It was electrifying. The weird figure stood in the city centre, his skin strangely coloured, his clothes worn and dusty, and began to shout, ‘Nineveh, hear me! In forty days you’ll be overturned!’ No explanation, no credentials presented, no alternatives offered. Why should the people heed him at all? Yet they did.
A magnificent response
The impact of Jonah’s words was astounding. Hearing the news of impending doom, the ordinary citizens were first to respond. The entire population declared a fast and put on sackcloth. Then the king learned there was something happening among his people and he too humbled himself. This large-scale repentance wasn’t just outwardly impressive, it was genuine. The Ninevites weren’t merely observing religious practices, they were actually turning from their evil ways (Jonah 3:10) and completely changing their lifestyle.
Here’s a classic example of a genuine spiritual revival that eventually changes society itself. Bills passed in Parliament won’t ultimately change society. You can’t legislate a nation into righteousness. Only a powerful outpouring of the Holy Spirit in revival can change the moral climate of a nation.

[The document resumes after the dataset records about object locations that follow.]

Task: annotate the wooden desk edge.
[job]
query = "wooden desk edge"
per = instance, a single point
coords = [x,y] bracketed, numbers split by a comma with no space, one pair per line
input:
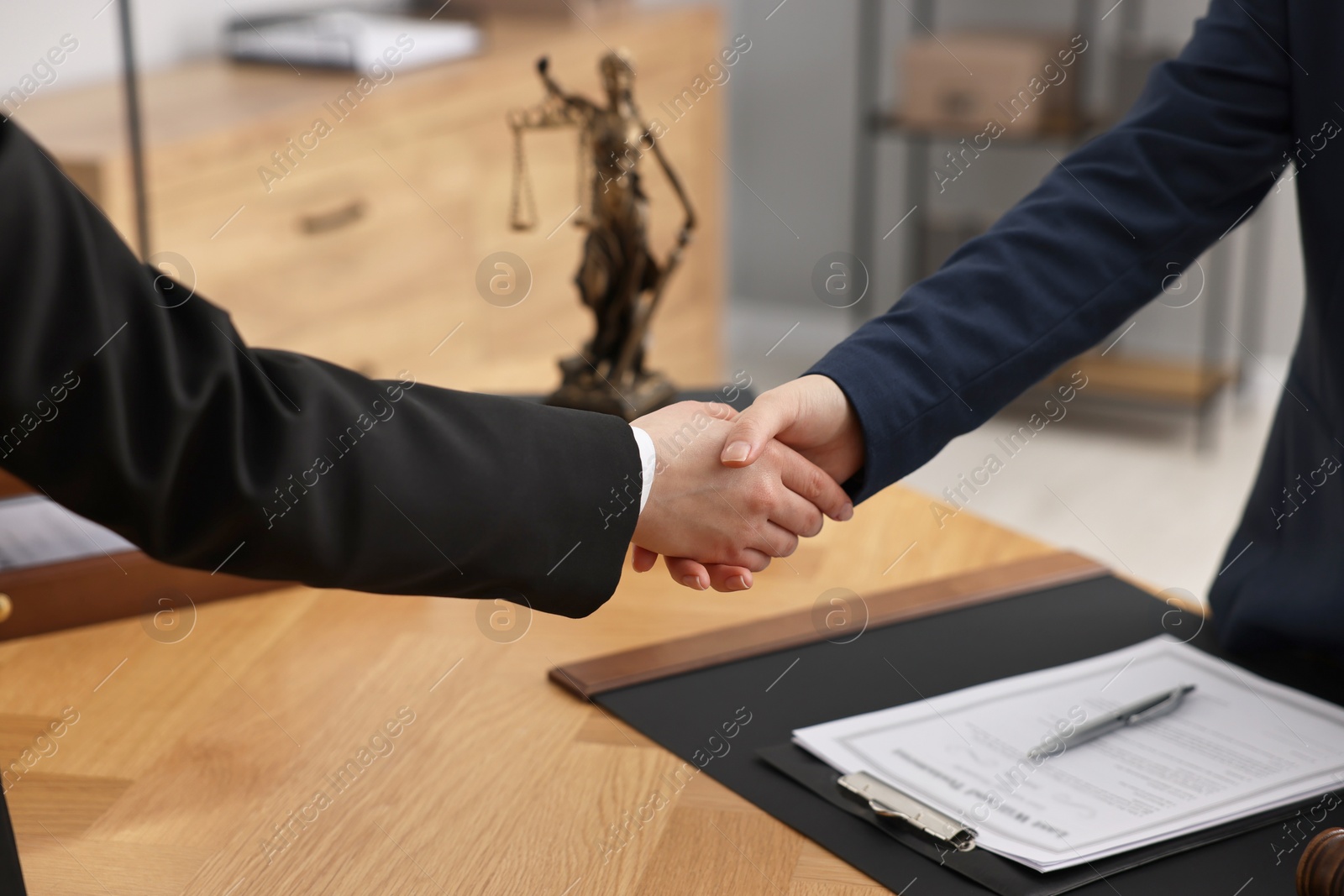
[591,678]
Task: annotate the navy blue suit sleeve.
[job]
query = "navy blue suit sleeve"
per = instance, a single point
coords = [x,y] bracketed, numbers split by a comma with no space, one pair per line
[1082,251]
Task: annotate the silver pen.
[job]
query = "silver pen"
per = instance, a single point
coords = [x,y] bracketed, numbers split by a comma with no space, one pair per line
[1144,710]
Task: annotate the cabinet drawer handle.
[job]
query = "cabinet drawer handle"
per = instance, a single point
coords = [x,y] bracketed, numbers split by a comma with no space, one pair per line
[329,221]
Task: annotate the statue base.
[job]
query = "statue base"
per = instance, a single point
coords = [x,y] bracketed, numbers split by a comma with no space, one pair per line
[585,390]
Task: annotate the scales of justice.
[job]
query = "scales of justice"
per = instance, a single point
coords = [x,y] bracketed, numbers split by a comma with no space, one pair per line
[618,277]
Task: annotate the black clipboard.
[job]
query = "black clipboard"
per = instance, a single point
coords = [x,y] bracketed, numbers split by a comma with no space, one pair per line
[813,683]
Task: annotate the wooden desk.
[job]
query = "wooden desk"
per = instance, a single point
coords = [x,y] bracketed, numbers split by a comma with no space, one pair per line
[186,757]
[366,253]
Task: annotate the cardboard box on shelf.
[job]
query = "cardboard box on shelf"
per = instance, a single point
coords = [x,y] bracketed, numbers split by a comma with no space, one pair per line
[961,82]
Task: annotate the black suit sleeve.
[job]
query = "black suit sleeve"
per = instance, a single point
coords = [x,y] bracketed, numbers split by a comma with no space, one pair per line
[156,419]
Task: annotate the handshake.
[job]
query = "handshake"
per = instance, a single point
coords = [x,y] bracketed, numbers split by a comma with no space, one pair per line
[732,490]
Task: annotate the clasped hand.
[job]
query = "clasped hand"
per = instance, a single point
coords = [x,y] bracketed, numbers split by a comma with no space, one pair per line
[730,492]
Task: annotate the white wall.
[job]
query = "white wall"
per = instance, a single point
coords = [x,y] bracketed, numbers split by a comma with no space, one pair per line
[790,128]
[167,31]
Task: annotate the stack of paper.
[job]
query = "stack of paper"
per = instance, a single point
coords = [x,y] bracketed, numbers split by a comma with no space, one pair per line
[1236,746]
[355,40]
[35,531]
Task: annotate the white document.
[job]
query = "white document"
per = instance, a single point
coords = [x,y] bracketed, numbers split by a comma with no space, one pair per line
[35,531]
[1236,746]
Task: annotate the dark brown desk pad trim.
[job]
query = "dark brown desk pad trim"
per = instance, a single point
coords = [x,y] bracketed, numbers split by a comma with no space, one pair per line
[655,661]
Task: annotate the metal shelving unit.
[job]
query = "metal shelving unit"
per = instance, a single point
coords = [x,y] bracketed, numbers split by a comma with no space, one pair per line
[1164,385]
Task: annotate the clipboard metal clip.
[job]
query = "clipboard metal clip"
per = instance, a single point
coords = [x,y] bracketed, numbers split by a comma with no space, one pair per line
[889,802]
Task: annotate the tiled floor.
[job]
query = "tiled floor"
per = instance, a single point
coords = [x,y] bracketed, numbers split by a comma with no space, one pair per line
[1124,486]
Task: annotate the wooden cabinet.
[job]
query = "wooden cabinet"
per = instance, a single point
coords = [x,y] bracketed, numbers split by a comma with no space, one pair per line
[366,250]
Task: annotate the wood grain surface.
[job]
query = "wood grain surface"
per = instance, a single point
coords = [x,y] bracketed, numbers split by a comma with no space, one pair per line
[195,766]
[327,741]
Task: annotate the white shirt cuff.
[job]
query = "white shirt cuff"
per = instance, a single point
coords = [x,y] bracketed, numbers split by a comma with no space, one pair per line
[648,461]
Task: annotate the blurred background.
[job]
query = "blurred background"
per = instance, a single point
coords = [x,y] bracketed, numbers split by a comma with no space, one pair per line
[826,141]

When that change takes place, those in authority become aware of a new morality emerging, and in the wake of such a visitation genuine reformers are raised up. Holiness begins to be seen in our schools, shops, factories and offices. And as moral standards begin to rise at the grass-roots level, so the government will adjust the laws of the land to reflect new national attitudes.
We must still pray for our rulers and write to our MPs about specific issues, but note that in Nineveh, the national transformation started among the people. Wesley saw a similar pattern in England in his day. Genuine revival is a sovereign intervention of God. Meanwhile, we must preach the gospel where we are – among ordinary people in our neighbourhoods, workplaces, schools. As individuals repent, they will, in turn, influence the nation.
So it was that all of Nineveh repented, from the least to the greatest. Three thousand converts on the day of Pentecost was amazing, but look at this. In all church history I have never heard of such a sweeping revival as there was in Nineveh. What a glorious climax to an extraordinary story. Jonah had learned his lessons and a mighty revival took place.
The end – or is it?
At this point, we would expect the curtain to fall and thunderous applause to break out among God’s people. ‘That must be the final scene,’ we would think as we glanced quickly down the programme:
Scene 1: God speaks to Jonah
Scene 2: Jonah runs away
Scene 1: Jonah is chastised
Scene 2: Jonah repents
Scene 3: Jonah is restored
Scene 1: Jonah obeys
Scene 2: Jonah is overwhelmingly successful
‘Terrific,’ we think. ‘What a magnificent story! Now, where’s my coat?’ The applause subsides and we get up to leave, when suddenly the curtain rises. ‘What’s this?’ we say, startled. We look again at the programme, turn over to the back page and read:
Scene 1: God speaks to Jonah again
On the stage sits a solitary figure. The Ninevites have all gone and Jonah is left alone with his God. The curtain has fallen on the story but has risen again to reveal the heart of the prophet.
So the book of Jonah ends not with the triumphant climax of chapter three, but with chapter four. This chapter will appear at the end of every one of our life stories. It begins when the final curtain has dropped on your earthly life, when people have held your funeral service and applauded you for your great contribution to the world. Then the curtain will rise again and you’ll be alone before God and he’ll look into your heart.
‘When Holy God draws near in true revival, people come under terrible conviction of sin. The outstanding feature of spiritual awakening has been the profound consciousness of the Presence and holiness of God.’